Agents, drone, police du Suriname : ce que vous ne voyez pas du dispositif de sécurité des grands événements de Saint-Laurent-du-Maroni.

Derrière chaque concert, chaque défilé et chaque soirée qui animent la ville pendant les grandes vacances se déploie une organisation que la foule ne voit jamais.

Ce vendredi 7 août, la fête patronale de Saint-Laurent-du-Maroni ouvre plusieurs jours de festivités. Pour l’occasion, la commune active un dispositif de sécurité qui mobilise agents privés, forces de l’ordre et outils de surveillance. Un déploiement que détaille Jean-Luc Requena, adjoint à la tranquillité publique, à la prévention et à la médiation.

Sur le seul site de la fête patronale, l’agence Atel Garde Sécurité mobilise 60 agents. Sept portiques filtrent les entrées, chacun tenu par des agents chargés de contrôler le public. D’autres se postent aux croisements pour orienter les visiteurs, et devant le podium pour protéger les artistes d’éventuelles intrusions.

Un dispositif humain et technologique

Les agents privés viennent en appui de la police municipale, de la gendarmerie et de la Police aux frontières. En soirée, les effectifs de la police municipale passent d’une douzaine d’agents à une vingtaine en cœur de nuit, jusqu’à 3 heures du matin. Tous restent reliés par radio à un poste de commandement installé en coulisses.

La technologie complète le dispositif. Le Centre de supervision urbain fonctionne de 18 heures à 6 heures, une caméra déportée est installée sur le site et un drone de la gendarmerie survole les festivités. Des barrières anti-bélier bloquent l’accès aux véhicules, tandis que des grillages posés le long du Maroni préviennent les chutes dans le fleuve. Le même schéma s’applique aux autres sites : à la fête foraine des Roches Bleues, deux portiques et une quinzaine d’agents assurent la surveillance.

Les portiques ne servent pas qu’au contrôle : ils comptabilisent en temps réel les entrées et les sorties, afin de connaître le nombre de personnes présentes et de respecter la jauge autorisée. Une coopération transfrontalière s’ajoute au dispositif. Pendant les quatre jours de fête, trois à quatre policiers de la KPS, la police du Suriname, prêtent main-forte à titre préventif.

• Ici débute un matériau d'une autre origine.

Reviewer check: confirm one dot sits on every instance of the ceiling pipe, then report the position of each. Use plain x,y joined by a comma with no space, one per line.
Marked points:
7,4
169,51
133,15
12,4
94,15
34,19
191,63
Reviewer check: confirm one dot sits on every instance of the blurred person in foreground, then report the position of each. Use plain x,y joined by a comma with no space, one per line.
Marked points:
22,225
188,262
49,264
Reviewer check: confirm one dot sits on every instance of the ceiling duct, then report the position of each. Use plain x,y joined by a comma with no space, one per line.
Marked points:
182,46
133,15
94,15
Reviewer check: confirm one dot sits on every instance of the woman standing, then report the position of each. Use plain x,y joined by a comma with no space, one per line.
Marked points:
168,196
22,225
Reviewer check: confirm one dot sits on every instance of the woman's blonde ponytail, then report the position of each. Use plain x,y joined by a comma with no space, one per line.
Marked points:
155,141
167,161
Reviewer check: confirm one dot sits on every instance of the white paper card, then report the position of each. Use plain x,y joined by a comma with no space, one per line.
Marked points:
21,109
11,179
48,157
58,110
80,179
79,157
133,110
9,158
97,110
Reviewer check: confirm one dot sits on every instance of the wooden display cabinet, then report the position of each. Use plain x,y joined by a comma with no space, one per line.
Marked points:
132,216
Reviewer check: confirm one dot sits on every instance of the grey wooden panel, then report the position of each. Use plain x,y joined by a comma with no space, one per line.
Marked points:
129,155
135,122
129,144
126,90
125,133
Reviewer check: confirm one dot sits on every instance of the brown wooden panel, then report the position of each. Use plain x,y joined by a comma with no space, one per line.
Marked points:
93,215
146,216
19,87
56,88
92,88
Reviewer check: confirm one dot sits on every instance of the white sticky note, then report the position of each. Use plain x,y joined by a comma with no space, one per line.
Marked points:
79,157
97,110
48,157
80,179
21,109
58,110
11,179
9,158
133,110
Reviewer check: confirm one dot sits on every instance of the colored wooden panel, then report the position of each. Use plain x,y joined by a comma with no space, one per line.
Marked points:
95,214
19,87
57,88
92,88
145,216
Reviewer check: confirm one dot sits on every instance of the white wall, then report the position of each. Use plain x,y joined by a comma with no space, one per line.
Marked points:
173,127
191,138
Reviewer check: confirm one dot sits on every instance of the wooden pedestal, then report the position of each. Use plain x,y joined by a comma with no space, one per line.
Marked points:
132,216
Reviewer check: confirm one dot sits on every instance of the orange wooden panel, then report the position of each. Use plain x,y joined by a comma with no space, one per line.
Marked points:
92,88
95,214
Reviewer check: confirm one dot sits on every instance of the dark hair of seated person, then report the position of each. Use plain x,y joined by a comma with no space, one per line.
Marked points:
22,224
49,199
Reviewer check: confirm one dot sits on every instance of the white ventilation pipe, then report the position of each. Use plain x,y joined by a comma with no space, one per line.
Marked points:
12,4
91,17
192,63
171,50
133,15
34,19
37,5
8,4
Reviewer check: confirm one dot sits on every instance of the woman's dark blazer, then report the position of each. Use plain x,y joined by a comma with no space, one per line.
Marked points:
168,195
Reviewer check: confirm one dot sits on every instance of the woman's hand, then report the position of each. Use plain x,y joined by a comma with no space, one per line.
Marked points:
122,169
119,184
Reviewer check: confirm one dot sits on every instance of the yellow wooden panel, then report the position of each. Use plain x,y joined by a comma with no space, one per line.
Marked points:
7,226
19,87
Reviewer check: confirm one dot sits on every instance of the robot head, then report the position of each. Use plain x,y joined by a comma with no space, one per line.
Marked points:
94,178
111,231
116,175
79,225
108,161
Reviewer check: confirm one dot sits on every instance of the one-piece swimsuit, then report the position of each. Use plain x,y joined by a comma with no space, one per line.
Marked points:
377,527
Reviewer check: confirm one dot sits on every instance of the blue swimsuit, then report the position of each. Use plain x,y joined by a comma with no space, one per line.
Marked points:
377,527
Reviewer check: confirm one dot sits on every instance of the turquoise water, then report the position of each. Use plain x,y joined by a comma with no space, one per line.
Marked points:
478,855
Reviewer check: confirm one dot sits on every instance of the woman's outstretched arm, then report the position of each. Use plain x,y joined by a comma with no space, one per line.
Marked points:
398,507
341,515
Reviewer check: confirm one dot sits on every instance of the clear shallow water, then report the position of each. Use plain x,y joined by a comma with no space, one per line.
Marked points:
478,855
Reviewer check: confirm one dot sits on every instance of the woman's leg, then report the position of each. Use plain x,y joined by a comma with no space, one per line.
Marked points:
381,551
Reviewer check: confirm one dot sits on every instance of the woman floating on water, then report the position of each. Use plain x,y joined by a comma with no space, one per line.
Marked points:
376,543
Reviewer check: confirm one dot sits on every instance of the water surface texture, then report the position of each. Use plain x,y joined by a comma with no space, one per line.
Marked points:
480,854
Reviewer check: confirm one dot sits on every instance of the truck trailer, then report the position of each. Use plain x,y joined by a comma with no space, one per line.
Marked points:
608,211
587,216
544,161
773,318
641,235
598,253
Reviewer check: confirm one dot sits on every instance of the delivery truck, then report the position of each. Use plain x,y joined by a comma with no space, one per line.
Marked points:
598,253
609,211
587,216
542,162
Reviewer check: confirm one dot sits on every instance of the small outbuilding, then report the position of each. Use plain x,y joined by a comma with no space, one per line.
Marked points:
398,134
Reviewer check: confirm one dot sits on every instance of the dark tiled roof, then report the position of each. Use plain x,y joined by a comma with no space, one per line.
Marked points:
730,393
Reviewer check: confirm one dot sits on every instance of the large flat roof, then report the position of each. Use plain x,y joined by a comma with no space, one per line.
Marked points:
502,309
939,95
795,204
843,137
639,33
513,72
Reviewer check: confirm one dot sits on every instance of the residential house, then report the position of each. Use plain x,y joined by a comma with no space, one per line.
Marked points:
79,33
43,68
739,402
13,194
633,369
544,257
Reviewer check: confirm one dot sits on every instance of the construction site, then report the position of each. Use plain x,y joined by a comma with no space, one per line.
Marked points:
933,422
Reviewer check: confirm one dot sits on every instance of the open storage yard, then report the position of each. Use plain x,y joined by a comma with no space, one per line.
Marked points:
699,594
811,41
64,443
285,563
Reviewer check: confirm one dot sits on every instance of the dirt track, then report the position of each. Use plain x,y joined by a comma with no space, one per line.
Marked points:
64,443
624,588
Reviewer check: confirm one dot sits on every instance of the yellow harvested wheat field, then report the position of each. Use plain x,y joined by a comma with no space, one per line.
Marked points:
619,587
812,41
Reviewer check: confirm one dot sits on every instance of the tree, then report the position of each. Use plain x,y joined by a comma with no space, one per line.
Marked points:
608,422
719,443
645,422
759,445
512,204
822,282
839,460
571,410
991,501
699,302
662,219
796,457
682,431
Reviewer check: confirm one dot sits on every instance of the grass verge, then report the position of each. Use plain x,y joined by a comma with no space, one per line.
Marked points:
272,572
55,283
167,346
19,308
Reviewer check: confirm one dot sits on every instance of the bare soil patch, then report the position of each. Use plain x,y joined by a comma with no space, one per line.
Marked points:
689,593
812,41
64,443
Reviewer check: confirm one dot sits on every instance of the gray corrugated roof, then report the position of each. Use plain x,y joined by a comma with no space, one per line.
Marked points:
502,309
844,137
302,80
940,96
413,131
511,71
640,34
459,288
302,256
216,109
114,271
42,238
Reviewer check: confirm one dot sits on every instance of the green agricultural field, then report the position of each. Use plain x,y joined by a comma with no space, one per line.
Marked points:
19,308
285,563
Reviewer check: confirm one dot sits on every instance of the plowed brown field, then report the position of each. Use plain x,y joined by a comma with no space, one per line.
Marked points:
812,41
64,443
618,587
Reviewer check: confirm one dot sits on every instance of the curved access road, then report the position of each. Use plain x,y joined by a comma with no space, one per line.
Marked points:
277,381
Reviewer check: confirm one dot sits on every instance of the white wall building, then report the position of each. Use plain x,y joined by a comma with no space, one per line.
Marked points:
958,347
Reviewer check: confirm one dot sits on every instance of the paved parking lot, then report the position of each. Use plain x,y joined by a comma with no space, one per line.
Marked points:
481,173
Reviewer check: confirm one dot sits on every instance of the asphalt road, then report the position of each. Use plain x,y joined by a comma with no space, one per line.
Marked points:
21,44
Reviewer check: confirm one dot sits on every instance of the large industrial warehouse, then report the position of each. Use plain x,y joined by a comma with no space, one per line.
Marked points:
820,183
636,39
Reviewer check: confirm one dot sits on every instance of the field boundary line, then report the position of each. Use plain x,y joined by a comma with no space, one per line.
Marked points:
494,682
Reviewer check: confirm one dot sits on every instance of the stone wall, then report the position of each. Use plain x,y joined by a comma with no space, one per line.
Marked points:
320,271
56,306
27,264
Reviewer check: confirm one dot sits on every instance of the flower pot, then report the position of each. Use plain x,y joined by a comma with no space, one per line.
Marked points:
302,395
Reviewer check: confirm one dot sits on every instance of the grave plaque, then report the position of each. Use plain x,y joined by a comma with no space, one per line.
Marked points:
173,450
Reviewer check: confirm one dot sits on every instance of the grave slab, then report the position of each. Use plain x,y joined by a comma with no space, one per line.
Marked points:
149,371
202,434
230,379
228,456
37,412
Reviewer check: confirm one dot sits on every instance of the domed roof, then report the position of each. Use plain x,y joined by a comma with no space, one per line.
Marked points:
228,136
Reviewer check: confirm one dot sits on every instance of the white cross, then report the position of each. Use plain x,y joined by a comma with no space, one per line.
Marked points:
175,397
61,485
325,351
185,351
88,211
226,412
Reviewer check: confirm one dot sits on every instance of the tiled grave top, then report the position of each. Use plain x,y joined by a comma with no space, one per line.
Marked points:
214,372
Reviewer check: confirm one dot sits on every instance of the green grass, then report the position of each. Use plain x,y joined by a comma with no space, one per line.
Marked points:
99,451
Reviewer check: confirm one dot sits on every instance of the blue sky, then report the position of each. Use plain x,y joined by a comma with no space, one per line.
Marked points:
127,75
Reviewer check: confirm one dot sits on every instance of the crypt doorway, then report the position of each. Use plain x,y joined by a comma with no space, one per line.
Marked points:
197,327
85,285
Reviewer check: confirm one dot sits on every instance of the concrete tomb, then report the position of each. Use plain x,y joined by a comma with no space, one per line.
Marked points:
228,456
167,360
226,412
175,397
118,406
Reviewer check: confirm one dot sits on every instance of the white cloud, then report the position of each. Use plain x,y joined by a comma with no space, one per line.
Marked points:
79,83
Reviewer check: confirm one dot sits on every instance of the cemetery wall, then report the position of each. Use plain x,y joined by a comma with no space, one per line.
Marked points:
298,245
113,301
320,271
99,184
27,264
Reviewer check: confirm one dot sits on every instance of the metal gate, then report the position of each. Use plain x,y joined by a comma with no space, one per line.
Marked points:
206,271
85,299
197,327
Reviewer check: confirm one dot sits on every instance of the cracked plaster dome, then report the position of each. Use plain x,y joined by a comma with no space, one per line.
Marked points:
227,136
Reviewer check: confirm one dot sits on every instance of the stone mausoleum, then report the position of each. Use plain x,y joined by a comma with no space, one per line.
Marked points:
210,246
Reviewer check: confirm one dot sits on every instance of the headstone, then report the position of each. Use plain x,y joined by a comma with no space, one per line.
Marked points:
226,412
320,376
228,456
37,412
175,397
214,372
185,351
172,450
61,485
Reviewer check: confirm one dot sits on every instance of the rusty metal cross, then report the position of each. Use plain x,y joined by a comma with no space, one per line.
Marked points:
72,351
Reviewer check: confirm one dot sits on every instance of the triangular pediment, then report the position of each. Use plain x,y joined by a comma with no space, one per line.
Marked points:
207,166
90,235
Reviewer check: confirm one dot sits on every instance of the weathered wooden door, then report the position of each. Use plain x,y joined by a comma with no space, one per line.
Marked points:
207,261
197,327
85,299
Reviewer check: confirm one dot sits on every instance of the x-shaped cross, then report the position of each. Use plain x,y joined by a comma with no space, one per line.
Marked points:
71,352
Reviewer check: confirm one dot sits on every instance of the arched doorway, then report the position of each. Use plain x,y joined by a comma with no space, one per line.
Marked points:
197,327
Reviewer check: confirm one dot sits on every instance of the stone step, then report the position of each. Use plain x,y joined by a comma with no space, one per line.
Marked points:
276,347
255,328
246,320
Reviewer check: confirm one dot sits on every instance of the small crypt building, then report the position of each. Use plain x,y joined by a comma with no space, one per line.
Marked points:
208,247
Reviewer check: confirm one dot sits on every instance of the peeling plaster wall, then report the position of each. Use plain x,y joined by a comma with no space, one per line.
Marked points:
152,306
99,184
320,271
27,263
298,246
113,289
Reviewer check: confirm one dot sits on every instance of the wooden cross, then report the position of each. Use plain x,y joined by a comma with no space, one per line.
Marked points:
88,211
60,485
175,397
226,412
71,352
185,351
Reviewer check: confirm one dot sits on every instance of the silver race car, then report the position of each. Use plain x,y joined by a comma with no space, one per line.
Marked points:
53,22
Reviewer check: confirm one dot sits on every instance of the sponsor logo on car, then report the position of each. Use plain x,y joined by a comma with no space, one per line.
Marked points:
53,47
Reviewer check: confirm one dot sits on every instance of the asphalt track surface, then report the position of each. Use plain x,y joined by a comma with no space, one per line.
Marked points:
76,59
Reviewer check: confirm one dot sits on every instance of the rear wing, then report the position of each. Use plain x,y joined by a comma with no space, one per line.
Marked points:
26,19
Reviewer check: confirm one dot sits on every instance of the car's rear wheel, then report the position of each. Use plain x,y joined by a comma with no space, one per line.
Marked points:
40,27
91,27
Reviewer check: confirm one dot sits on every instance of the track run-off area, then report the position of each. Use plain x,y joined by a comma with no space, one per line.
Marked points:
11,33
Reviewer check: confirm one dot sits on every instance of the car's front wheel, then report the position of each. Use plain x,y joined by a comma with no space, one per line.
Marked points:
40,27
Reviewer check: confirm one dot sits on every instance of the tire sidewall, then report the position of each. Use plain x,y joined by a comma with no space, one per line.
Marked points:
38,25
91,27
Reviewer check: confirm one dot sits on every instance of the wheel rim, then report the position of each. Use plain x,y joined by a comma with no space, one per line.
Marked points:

Des exigences de plus en plus strictes

Pour le défilé Soholang Kolor, prévu ce vendredi de 14 heures à 17 heures entre le lac Bleu et la gare routière, 120 agents de sécurité sont déployés sur le parcours, contre une soixantaine à 80 l’an dernier. L’objectif affiché est de prévenir les dégradations de véhicules et les débordements.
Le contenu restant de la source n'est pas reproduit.